Voisin partner Nigel Pearmain reviews a recent judgment of Jersey’s Royal Court regarding the Z Trusts that clarifies the situation in regard to “insolvent” trusts.

In an important judgment published earlier this month, the Royal Court has provided clarification to the complex area of “Insolvent” Trusts. As the Court itself noted, it is, strictly speaking, a misnomer to call a trust insolvent, given that a trust is not a separate legal entity and cannot, as a matter of law, be insolvent. Nevertheless, it is a useful description for a trust that finds itself in a situation where its liabilities exceed its assets and the Royal Court was dealing with such a situation In the Representation of the Z Trusts [2015] JRC196C.

Volaw Trust Company Limited (“the Representor”) had issued a Representation for directions from the Royal Court, given the financial position of the ZII Trust and at the first hearing of the Representation, the Royal Court ordered that the Z II Trust be administered on an insolvency basis under a regime to be approved by all of the creditors or failing that by the Court. Accordingly, the matter was adjourned for a period, during which time the trustee circulated proposals for the winding up of the Z II Trust in accordance with Court directions in that regard.

Subsequent to the first hearing, the Settlor of the Z II Trust (as Appointor) appointed two additional trustees as trustees of the Z II Trust (the “Additional Trustees”). The Settlor was a creditor of the Z II Trust and a connected trust (the ZIII Trust) and other creditors included connected parties to the family or other entities established for the family and administered by the Additional Trustees. Indeed, the only unconnected creditors were the Representor and the former trustees, who had placed the Representor on notice of a significant claim that it faced and to which it was seeking indemnification from the trust fund under its lien and the contractual indemnity that it received when it retired as trustee in favour of the Representor.
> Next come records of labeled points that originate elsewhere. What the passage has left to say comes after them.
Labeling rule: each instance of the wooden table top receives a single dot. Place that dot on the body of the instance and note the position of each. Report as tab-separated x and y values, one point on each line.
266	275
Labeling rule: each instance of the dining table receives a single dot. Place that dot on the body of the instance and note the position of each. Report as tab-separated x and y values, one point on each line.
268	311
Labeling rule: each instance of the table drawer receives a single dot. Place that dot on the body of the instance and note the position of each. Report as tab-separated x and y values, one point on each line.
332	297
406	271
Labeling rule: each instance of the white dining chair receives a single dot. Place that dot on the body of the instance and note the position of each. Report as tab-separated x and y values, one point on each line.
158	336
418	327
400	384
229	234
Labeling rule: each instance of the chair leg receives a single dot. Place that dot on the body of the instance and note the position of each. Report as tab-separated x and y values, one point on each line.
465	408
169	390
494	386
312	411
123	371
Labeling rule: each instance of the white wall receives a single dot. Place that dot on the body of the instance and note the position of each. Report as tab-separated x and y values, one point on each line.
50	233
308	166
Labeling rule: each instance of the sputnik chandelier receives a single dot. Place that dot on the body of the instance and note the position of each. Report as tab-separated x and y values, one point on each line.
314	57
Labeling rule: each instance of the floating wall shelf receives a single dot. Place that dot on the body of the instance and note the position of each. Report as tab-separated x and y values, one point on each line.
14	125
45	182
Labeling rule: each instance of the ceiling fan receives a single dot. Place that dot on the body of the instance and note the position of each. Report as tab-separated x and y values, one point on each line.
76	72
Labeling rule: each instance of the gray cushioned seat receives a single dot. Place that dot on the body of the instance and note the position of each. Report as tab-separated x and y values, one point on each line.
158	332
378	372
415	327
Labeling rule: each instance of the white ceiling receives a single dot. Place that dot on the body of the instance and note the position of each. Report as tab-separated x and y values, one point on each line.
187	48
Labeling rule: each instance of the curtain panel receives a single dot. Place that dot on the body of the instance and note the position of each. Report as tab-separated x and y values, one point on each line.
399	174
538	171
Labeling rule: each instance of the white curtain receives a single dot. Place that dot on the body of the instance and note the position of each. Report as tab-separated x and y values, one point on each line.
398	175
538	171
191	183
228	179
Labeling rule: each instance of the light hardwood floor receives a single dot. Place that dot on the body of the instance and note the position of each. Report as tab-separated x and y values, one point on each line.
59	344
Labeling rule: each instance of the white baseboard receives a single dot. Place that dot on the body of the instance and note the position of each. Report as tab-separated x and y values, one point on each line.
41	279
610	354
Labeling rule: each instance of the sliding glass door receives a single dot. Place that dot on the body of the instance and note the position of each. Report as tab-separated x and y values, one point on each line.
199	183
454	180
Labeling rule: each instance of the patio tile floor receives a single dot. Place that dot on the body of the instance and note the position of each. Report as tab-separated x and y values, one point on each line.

The Additional Trustees held a different view as to the need for an insolvency procedure and were selected by the Settlor on the basis that they would assist with resolving the various financial difficulties that had beset the Z II Trust, given that they administered the other entities that were creditors of the Z II Trust.

Given the fact that the Trust was subject to administration under court directions, the exercise of the powers of the Settlor to appoint the Additional Trustees was viewed cautiously by the Representor and the former trustee also expressed concerns over the Settlor exercising a fiduciary power in the circumstances and where a conflict of interest arose.

Accordingly, the Court sat to consider the validity of the appointment of the Additional Trustees and a number of useful confirmations and clarifications were given by the Court at the hearing, namely:

  1. The power to appoint additional trustees was a fiduciary power but the mere fact that the Settlor (as donee of that power) may acquire some incidental benefit from the exercise of it does not necessarily invalidate it. However, where there is more than one motive to the exercise of a power, one fraudulent and another not, then the test for validity is a “but for” test, namely whether but for the intention to achieve the ulterior purpose the purpose would have been exercised in any event.
     
  2. The fiduciary duties that apply to a power are the same regardless of whether the donee of that power is a trustee or a third party holding fiduciary powers in relation to a trust.
     
  3. Where there is an insolvency or probable insolvency of a trust, the trustee and all those holding fiduciary powers in relation to the trust can only exercise those powers in the interests of the creditors. The trustee or fiduciary of such a trust would be wise therefore to exercise their powers either with the consent of all the creditors or under directions given by the Court.
     
  4. Where an insolvent trust is administered for the benefit of the creditors, it is administered for them as a class and not for the majority of them, however large that majority may be, in the same way that a liquidator of a company in a creditors’ winding up owes his or her duties to the creditors of the company as a class, not to individual creditors.
     
  5. Insolvency of a trust is triggered by the cash-flow test i.e. the inability of the trustee to meet its debts as they fall due out of the trust property. The position of trustees is to be equated to individuals or companies in the ongoing conduct of their business and activities, rather than an estate, where the affairs of the deceased are being wound up finally and the creditors of the estate can be expected to wait until the assets are realised, and so the balance sheet test is the appropriate test for determining insolvency.
     

In the circumstances of this case, the Court concluded that the Additional Trustees had been invalidly appointed, on the basis that the powers had been exercised in the interests of the beneficiaries, so that their chosen trustees could take control with a view to avoiding an insolvency regime for a connected trust, which holds assets of importance to the family. The appointments were not made in the interest of all of the creditors of the Z II Trust.

The case has provided useful clarification on a most uncertain area of trust law. The case also flagged up the fact that the actions of fiduciary powerholders who seek to exercise their powers to change trustees, once a matter is already before the Court (absent the consent of convened parties/creditors or leave of the Court) will be viewed by the Court, in all likelihood, as highly provocative. In this case, the Court stated as such and noted that it was “inevitable” that the validity of the appointment would be challenged, giving rise to costs and delays.